The rationale is that the patient cannot assess the level of skill or experience of

the medical practitioner. By professing to have a certain skill and knowledge, the

medical practitioner is bound to such a standard, and the imperitia rule applies.

6.28 The concept of error of judgment or medical misadventure

The law draws a distinction between medical mistakes which it regards as excusable

and mistakes which amount to negligence. The true position is that an error

of judgment may, or may not, be negligent; it depends on the nature of the error.

The courts recognise that doctors are human beings and not machines, and that

it is human to err, but that some mistakes lie beyond the bounds of the standard

which is expected of the reasonable medical practitioner. 155

In Pringle v Administrator, Transvaal 156 (the facts of which are dealt with at

paragraph 6.22 above), the issue which the court had to decide was whether a

surgeon had acted negligently in tugging too forcefully at the plaintiff’s superior

vena cava. The defendant had clearly committed an error of clinical judgment,

but there was no suggestion that any act or omission by him ‘was so glaringly

below proper standards as to make a finding of negligence inevitable.’ 157 The

Court referred to Whitehouse v Jordan: 158

‘to say that a surgeon committed an error of clinical judgment is wholly ambiguous, for

while some such errors may be completely consistent with the due exercise of professional

skill, other acts or omissions in the course of exercising clinical judgment may

be so glaringly below proper standards as to make the finding of negligence inevitable’.

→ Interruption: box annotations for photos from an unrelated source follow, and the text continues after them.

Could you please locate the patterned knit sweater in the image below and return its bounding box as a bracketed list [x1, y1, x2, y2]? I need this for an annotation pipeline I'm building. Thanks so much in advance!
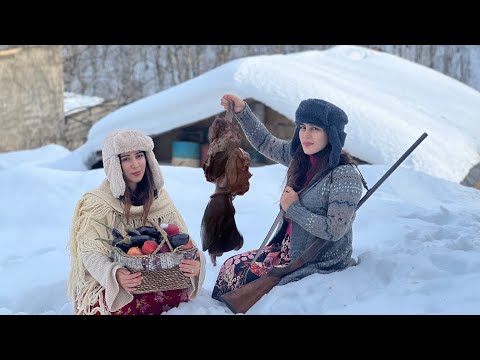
[68, 179, 205, 314]
[235, 105, 362, 285]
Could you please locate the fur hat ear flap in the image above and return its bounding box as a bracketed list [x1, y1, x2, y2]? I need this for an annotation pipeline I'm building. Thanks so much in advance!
[146, 151, 164, 191]
[103, 155, 126, 199]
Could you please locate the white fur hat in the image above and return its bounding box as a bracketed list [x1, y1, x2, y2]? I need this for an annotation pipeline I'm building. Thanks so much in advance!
[102, 130, 163, 198]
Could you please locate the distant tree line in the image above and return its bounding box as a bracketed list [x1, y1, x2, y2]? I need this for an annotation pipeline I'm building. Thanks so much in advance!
[0, 45, 480, 105]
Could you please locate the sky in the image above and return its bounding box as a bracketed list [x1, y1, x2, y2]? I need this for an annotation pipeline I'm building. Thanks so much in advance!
[0, 46, 480, 316]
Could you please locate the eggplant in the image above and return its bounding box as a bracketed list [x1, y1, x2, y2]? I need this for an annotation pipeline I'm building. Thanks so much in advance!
[127, 229, 142, 236]
[130, 235, 151, 247]
[168, 233, 190, 249]
[112, 228, 123, 240]
[137, 226, 162, 240]
[114, 242, 131, 254]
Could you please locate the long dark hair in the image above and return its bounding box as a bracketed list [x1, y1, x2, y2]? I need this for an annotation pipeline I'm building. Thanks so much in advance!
[120, 152, 155, 225]
[286, 144, 355, 192]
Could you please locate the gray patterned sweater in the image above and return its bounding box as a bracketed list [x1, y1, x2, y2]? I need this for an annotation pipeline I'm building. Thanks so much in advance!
[235, 105, 362, 285]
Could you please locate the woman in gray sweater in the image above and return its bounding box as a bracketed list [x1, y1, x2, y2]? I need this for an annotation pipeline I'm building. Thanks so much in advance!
[212, 94, 363, 301]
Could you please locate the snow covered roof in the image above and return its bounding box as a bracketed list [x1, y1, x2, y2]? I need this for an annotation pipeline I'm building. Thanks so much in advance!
[83, 46, 480, 182]
[63, 91, 105, 116]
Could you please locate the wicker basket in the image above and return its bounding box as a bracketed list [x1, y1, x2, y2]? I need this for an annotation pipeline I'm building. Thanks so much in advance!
[112, 237, 198, 294]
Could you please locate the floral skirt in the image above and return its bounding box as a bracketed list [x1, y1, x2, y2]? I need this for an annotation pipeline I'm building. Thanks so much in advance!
[212, 235, 290, 301]
[91, 289, 188, 315]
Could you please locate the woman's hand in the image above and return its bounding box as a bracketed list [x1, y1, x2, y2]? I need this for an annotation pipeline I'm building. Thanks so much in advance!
[115, 268, 143, 292]
[179, 251, 200, 277]
[220, 94, 245, 113]
[280, 186, 298, 212]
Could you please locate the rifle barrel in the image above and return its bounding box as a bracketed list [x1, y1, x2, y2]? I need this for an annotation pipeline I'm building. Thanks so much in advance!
[357, 133, 428, 210]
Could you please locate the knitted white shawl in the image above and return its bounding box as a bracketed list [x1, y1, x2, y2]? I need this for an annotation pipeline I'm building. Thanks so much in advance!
[68, 179, 205, 314]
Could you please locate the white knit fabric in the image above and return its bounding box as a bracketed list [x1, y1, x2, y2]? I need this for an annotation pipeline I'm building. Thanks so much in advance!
[102, 130, 163, 199]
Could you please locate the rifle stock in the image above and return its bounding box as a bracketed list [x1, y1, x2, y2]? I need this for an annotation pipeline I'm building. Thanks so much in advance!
[220, 133, 427, 314]
[220, 241, 328, 314]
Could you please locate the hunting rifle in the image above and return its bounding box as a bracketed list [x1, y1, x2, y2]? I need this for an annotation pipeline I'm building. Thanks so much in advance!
[221, 133, 428, 314]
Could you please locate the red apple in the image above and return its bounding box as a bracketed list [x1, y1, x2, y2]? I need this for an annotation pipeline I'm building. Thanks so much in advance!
[142, 240, 158, 255]
[182, 238, 193, 250]
[127, 246, 143, 256]
[162, 224, 180, 236]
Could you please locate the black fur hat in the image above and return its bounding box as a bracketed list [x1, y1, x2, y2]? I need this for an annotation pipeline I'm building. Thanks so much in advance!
[290, 99, 348, 168]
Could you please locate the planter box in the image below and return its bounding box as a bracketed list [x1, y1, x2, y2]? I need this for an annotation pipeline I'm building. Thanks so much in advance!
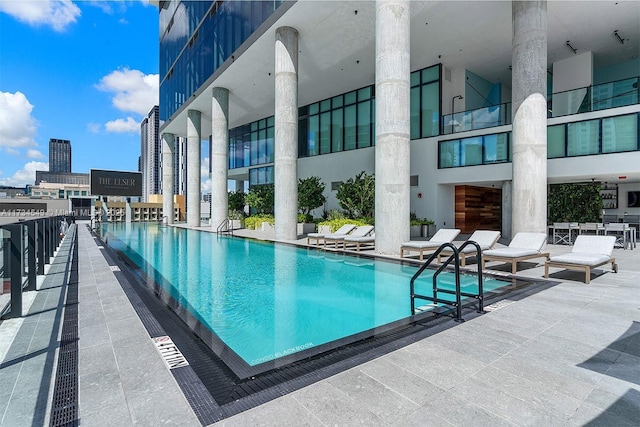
[318, 225, 331, 234]
[297, 222, 316, 234]
[422, 224, 437, 237]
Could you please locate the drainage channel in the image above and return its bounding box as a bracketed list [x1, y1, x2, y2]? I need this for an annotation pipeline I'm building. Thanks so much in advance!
[49, 233, 79, 427]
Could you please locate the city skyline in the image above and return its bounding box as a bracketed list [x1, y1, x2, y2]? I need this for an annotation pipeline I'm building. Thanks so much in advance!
[0, 0, 218, 190]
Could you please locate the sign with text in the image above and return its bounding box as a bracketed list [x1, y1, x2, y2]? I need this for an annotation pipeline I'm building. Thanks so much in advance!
[91, 169, 142, 196]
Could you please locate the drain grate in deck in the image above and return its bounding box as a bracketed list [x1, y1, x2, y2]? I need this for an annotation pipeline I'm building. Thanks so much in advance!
[50, 240, 78, 427]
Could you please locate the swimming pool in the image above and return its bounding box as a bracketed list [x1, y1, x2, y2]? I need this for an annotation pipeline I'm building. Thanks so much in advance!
[101, 223, 506, 376]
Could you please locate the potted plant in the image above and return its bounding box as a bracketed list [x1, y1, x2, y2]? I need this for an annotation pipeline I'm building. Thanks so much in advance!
[298, 176, 327, 234]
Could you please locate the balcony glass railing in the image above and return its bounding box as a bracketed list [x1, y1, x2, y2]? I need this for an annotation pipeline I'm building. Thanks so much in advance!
[442, 103, 511, 135]
[442, 77, 640, 135]
[547, 77, 640, 117]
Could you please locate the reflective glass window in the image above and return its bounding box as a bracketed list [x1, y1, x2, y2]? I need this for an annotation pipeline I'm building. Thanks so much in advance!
[567, 120, 600, 156]
[331, 108, 343, 153]
[358, 101, 371, 148]
[438, 139, 460, 168]
[307, 115, 320, 156]
[602, 114, 638, 153]
[547, 125, 566, 159]
[344, 105, 357, 150]
[320, 112, 331, 154]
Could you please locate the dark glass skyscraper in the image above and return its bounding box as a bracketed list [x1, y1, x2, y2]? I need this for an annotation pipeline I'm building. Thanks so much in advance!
[49, 138, 71, 173]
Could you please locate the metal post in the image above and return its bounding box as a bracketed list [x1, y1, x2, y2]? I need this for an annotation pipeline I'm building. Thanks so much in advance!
[36, 219, 46, 275]
[5, 224, 24, 318]
[25, 221, 36, 291]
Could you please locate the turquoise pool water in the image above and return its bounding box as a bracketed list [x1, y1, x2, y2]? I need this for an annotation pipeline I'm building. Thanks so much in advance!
[102, 223, 505, 372]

In determining whether a clinical error of judgment or medical mistake amounts

to negligence, the Court will consider whether the error or mistake is one that

the reasonable medical practitioner might have made in the circumstances.

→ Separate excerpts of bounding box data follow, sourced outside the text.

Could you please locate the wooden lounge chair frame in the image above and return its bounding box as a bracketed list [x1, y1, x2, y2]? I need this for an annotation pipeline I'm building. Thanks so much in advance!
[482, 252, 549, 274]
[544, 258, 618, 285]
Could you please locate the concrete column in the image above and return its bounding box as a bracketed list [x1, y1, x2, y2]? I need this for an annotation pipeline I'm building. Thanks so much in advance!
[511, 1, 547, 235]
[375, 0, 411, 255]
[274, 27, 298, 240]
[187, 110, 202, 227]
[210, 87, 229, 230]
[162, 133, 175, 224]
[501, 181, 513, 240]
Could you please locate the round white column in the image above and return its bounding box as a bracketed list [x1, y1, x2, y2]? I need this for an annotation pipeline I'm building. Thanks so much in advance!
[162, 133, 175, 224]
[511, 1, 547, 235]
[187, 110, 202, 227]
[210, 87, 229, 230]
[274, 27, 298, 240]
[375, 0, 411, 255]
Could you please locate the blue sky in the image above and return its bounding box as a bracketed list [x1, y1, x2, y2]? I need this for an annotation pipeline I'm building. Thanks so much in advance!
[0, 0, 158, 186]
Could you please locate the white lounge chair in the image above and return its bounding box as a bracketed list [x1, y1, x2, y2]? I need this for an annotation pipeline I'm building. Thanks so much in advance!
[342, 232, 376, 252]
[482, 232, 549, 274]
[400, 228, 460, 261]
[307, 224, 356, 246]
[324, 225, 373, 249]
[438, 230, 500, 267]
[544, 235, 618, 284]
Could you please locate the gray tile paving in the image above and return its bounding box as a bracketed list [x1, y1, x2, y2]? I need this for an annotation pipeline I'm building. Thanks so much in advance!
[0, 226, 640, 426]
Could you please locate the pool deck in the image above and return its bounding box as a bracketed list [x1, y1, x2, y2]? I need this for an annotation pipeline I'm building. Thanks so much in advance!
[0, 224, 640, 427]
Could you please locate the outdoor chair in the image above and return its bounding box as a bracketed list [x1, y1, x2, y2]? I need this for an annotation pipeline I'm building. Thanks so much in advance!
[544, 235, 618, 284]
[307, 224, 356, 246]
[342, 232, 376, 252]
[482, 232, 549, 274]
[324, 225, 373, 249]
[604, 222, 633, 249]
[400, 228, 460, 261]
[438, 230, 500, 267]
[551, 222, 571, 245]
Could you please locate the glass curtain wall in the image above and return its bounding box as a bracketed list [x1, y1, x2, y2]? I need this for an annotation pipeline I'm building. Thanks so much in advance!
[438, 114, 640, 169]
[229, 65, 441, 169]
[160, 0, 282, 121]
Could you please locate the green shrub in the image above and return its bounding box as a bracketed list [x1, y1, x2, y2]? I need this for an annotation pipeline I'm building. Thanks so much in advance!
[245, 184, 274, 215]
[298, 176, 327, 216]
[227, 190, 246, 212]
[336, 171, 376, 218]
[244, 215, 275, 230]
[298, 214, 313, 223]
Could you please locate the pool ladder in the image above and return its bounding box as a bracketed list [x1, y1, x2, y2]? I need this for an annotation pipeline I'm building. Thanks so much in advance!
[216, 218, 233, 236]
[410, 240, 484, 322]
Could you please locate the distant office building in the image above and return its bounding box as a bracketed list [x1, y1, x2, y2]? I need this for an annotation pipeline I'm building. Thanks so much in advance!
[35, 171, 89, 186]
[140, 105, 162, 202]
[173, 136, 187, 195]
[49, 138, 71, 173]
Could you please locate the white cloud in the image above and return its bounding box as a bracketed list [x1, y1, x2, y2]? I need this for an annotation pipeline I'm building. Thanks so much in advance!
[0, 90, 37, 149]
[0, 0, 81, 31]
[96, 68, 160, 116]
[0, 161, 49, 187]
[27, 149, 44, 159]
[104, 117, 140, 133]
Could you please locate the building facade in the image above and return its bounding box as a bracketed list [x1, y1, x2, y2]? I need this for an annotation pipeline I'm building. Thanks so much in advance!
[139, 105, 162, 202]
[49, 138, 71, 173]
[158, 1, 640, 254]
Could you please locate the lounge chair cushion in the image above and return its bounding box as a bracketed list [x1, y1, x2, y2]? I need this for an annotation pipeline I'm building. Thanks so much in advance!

If it is, then the practitioner is not negligent. However, if the error is one that

would not have been made by the reasonable medical practitioner in the circumstances,

then the practitioner is negligent: ‘If a surgeon fails to measure up to that

standard in any respect (‘clinical judgment’ or otherwise), he has been negligent

and should be so adjudged.’ 159 It is submitted that, in applying this principle,

155

Van Wyk v Lewis 1924 AD 438 at 470; See also ‘The concept of the reasonable medical practitioner’

at para 6.18 above.

156

1990 (2) SA 379 (W).

157

At 395.

158

[1981] 1 All ER 267 at 276 H.

159

Per Lord Edmund Davies in Whitehouse v Jordan [1981] 1 All ER 267 at 121, cited with approval

in Pringle v Administrator, Transvaal 1990 (2) SA 379 (W) at 385.